Gather ye 'round. I've got a tale to tell, a story that's going to knock your socks off. It's about a group of people who've unlocked the secret to longevity, and it's not because they've stumbled upon some mythical fountain of youth or a clandestine anti-aging potion. Nope, it's because they've mastered the art of connection. 

Let's take a trip to Okinawa, Japan, a place where people live longer, better lives than almost anywhere else on this big blue marble.

It's one of the original "blue zones," AKA longevity hotspots. The secret to their success? Moai

Moai, my friends, is a social support group that starts in childhood and extends into the 100s. It's a tradition that's been around for centuries, originally serving as a village's financial support system. Today, it's a cultural cornerstone for companionship, a lifeline of connection in a world that often feels disconnected.

In the quaint neighborhoods of Okinawa, friends gather for a common purpose. They share advice, gossip, and even financial assistance when needed. They call these groups their moai.

Your moai is your committed, life-long friend circle.

These groups aren't just fair-weather friends. They're lifelong companions, a second family. They meet regularly for work, play, and to pool resources. Some moais have lasted over 90 years! 

One of the women researchers met in Okinawa was Klazuko Manna, the youngest of her moai at 77 years old. She stressed that it isn't just about gossip and chatter — it's deep support and respect for each other. "Each member knows that her friends count on her as much as she counts on her friends. If you get sick or a spouse dies or if you run out of money, we know someone will step in and help. It's much easier to go through life knowing there is a safety net."

And isn't that the truth? We all need a safety net, a crew, a group of people who've got our backs no matter what. 

The security and support of your crew is good for your health.

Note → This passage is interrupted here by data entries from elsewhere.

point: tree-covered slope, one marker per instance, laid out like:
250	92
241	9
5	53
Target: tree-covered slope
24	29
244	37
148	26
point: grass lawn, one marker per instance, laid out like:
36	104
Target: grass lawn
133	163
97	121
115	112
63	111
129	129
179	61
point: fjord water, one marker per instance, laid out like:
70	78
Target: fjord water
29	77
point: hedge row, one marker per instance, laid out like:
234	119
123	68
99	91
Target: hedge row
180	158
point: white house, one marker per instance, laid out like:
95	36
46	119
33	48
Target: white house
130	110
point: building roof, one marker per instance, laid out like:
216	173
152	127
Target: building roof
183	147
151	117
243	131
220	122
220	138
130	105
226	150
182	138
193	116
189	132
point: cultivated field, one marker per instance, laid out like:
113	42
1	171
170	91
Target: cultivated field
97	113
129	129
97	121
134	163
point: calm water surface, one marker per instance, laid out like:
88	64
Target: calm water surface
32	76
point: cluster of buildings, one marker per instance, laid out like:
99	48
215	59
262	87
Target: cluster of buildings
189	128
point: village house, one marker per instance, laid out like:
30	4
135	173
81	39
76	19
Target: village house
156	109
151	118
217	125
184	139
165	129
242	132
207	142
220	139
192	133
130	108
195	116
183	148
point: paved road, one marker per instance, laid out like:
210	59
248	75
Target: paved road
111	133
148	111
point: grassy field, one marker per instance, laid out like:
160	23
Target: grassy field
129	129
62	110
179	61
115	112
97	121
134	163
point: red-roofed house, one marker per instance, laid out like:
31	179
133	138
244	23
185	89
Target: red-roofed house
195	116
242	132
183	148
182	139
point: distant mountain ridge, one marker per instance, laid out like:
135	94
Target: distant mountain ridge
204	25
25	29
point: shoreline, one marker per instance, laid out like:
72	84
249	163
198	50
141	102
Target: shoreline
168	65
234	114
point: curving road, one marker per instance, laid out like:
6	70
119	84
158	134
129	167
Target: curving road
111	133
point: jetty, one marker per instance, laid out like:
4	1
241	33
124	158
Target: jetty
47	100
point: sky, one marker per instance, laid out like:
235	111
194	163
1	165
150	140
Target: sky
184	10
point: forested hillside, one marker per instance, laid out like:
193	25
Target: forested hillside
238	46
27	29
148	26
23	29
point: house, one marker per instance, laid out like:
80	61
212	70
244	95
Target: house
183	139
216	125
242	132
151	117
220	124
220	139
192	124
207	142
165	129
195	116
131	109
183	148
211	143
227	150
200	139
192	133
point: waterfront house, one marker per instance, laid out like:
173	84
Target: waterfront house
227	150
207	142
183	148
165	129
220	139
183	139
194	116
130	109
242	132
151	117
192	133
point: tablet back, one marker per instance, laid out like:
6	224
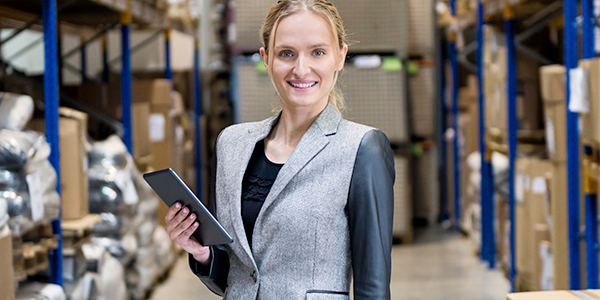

Research shows that your social connections can have a long-term impact on your health and happiness. You mimic the habits of your three closest friends. If you share similar values, healthy habits, and life goals, then you're likely to experience less stress, be happier, and live longer. 

In Okinawa, members of a moai experience the stress-shedding security of knowing that there is always someone there for them. With each happy friend you add to your network, you increase your happiness by 15 percent. Happiness is contagious, folks. 

Okinawan women, on average, live eight years longer than American women. Their moai is likely an important component of their long lives. In all five blue zone cultures, social connectedness is ingrained into the culture. 

So, what's the takeaway here? Find your crew. Cultivate your sense of belonging. It will add years to your life AND life to your years.